A Bruxelles, l’Union européenne cherche à dessiner son futur industriel
Miser sur des fonds existants ou ouvrir la voie à des nouveaux financements ? C’est la vaste question sur laquelle se sont penchés les chefs d’Etat et de gouvernement européens réunis à Bruxelles le 9 février dans l’espoir de redresser la compétitivité du Vieux continent.
«Face à la nouvelle réalité géopolitique, l'Union européenne (UE) agira avec détermination pour assurer sa compétitivité et sa prospérité à long terme ainsi que son rôle sur la scène mondiale.» Dans ses conclusions du jeudi 9 février, le Conseil européen ne mâche pas ses mots. Le choix des termes employés en dit long sur le niveau d’inquiétude des 27 chefs d’Etat et de gouvernement : ils craignent pour leurs industries alors que la menace chinoise pèse de plus en plus lourd sur l’Europe et que les Etats-Unis, par le biais de l’Inflation reduction act (IRA), entendent inonder leurs entreprises d’aides et autres subventions pour faciliter la transition verte - quitte à fausser le jeu de la concurrence mondiale.
«Les Européens doivent éviter un détournement de l’investissement européen vers les Etats-Unis alors que le coût de l’énergie y est déjà bien moins élevé qu’en Europe, sans susciter une course aux subventions entre Etats membres de l’UE qui fragiliserait les règles de concurrence équitable sur lesquelles est bâti le marché unique», résume Elvire Fabry, chercheuse à l’Institut Jacques-Delors.
Alors, à Bruxelles, après avoir accueilli le président ukrainien Volodymyr Zelensky et évoqué l’épineux dossier de la migration, les dirigeants ont discuté "économie" et "industrie". C’était même pour cela, initialement, que ce sommet "exceptionnel" avait été convoqué par le président du Conseil européen Charles Michel. «Au sein de l’UE, il n’y a plus d’opposition frontale à l’idée de parler de politique industrielle européenne, et cela est nouveau», note une source européenne haut placée.
Vers une flexibilisation des fonds européens existants
Mais entre en "parler" et "s’entendre", il y a un monde, et pour cause : tous les Etats membres n’ont pas la même vision de la marche à suivre pour tenir tête à leurs rivaux commerciaux, loin de là.

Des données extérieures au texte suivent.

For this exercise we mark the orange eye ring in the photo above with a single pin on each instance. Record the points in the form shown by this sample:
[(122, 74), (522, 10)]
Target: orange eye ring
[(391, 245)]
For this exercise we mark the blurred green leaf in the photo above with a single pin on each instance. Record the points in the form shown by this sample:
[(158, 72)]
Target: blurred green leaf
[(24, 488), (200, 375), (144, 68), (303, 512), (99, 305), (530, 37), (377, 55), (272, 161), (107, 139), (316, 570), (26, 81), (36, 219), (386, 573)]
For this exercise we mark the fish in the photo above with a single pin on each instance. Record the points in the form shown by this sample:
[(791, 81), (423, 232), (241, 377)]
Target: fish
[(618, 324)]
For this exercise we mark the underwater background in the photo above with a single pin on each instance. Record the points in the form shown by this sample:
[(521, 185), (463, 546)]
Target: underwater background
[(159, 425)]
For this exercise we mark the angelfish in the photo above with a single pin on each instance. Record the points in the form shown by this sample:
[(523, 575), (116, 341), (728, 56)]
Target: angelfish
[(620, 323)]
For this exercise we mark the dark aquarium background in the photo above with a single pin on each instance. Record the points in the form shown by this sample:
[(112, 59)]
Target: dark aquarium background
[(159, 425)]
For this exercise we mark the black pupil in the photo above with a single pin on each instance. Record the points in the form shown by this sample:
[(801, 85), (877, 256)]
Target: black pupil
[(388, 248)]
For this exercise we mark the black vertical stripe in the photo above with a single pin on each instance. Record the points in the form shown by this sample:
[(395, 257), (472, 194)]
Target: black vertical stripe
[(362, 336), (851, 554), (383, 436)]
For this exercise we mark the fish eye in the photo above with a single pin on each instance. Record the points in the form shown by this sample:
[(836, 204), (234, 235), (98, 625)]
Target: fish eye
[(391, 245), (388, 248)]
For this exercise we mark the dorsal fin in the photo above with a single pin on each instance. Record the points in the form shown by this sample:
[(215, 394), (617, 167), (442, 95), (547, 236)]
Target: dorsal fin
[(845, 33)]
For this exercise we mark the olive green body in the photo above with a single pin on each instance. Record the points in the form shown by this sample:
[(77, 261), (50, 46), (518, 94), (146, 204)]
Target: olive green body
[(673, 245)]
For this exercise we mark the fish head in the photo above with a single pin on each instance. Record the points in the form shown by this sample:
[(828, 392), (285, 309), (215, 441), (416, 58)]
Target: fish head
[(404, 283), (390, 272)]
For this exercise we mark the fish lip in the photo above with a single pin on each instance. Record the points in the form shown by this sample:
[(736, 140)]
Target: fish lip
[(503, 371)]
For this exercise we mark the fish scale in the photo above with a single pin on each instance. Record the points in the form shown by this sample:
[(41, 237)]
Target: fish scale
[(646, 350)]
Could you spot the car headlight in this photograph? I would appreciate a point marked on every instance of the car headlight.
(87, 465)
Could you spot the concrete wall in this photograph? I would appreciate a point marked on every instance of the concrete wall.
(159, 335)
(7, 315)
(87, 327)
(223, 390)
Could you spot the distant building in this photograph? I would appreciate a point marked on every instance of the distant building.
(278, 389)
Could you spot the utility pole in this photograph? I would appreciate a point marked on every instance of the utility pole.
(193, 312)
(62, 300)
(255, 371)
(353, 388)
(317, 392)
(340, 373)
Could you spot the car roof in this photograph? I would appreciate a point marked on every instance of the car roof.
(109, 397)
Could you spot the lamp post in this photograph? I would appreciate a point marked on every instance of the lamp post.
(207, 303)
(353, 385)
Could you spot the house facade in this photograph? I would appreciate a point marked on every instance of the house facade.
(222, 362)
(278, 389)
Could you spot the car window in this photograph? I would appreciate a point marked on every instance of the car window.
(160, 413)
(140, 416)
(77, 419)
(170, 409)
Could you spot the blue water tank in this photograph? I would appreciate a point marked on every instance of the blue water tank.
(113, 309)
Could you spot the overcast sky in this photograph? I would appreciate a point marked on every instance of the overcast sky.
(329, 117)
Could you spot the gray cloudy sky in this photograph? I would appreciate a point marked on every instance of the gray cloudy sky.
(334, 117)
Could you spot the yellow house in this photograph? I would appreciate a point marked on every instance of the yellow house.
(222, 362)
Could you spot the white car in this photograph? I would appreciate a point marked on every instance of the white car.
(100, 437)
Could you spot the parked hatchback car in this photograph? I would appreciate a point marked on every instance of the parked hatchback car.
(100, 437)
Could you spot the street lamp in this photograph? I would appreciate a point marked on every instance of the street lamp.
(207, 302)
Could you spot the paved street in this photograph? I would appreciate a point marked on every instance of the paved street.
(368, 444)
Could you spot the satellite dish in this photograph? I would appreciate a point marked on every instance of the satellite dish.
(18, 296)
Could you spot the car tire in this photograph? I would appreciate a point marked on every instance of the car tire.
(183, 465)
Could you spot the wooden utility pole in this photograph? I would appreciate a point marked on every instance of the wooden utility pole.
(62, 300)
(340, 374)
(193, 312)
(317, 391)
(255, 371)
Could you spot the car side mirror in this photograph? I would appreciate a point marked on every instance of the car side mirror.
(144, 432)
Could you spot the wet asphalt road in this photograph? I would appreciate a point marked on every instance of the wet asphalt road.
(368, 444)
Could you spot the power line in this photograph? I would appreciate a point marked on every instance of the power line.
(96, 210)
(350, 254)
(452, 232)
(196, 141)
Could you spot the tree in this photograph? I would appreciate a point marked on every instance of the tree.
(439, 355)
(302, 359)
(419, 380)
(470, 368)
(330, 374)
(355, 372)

Il y a ceux qui réclament des financements nouveaux, ceux qui veulent utiliser différemment des enveloppes budgétaires déjà existantes, ceux qui ne jurent que par la flexibilisation des aides d’Etat, ceux qui pensent que cette option-là "fragmentera" à coup sûr le marché intérieur et ceux qui rêvent d’un fonds de souveraineté tout nouveau, tout beau, pour soutenir les projets industriels les plus respectueux de l’environnement…
La France est de ceux-là, mais elle a accepté de mettre cette doléance de côté, au moins un temps, afin de faire émerger un consensus sur des solutions de plus court terme. A l’issue de la grand-messe bruxelloise, le président Emmanuel Macron a ainsi admis que «flexibiliser les fonds existants, c’est ce qu’il faut faire». Les conclusions des Vingt-sept en témoignent : «Il convient de déployer de manière plus flexible les fonds existants de l'UE et d'étudier des possibilités permettant de faciliter l'accès au financement», écrivent-ils.
Quels fonds, à quel niveau et quelle échéance ? A la Commission européenne d’y répondre. L’institution devrait dévoiler des propositions législatives concrètes sur la table début mars, pour mettre en musique son "plan industriel du Pacte vert" dévoilé le 1er février.
L’idée d’introduire un fonds de souveraineté n’est pas totalement abandonnée pour autant, mais le Conseil européen s’est pour l’heure contenté de "prendre acte de l'intention de la Commission de proposer avant l'été 2023" un tel fonds qui serait "destiné à soutenir l'investissement dans des secteurs stratégiques". Les dirigeants ont d’ores et déjà pris rendez-vous dès les 23 et 24 mars pour poursuivre ces pourparlers.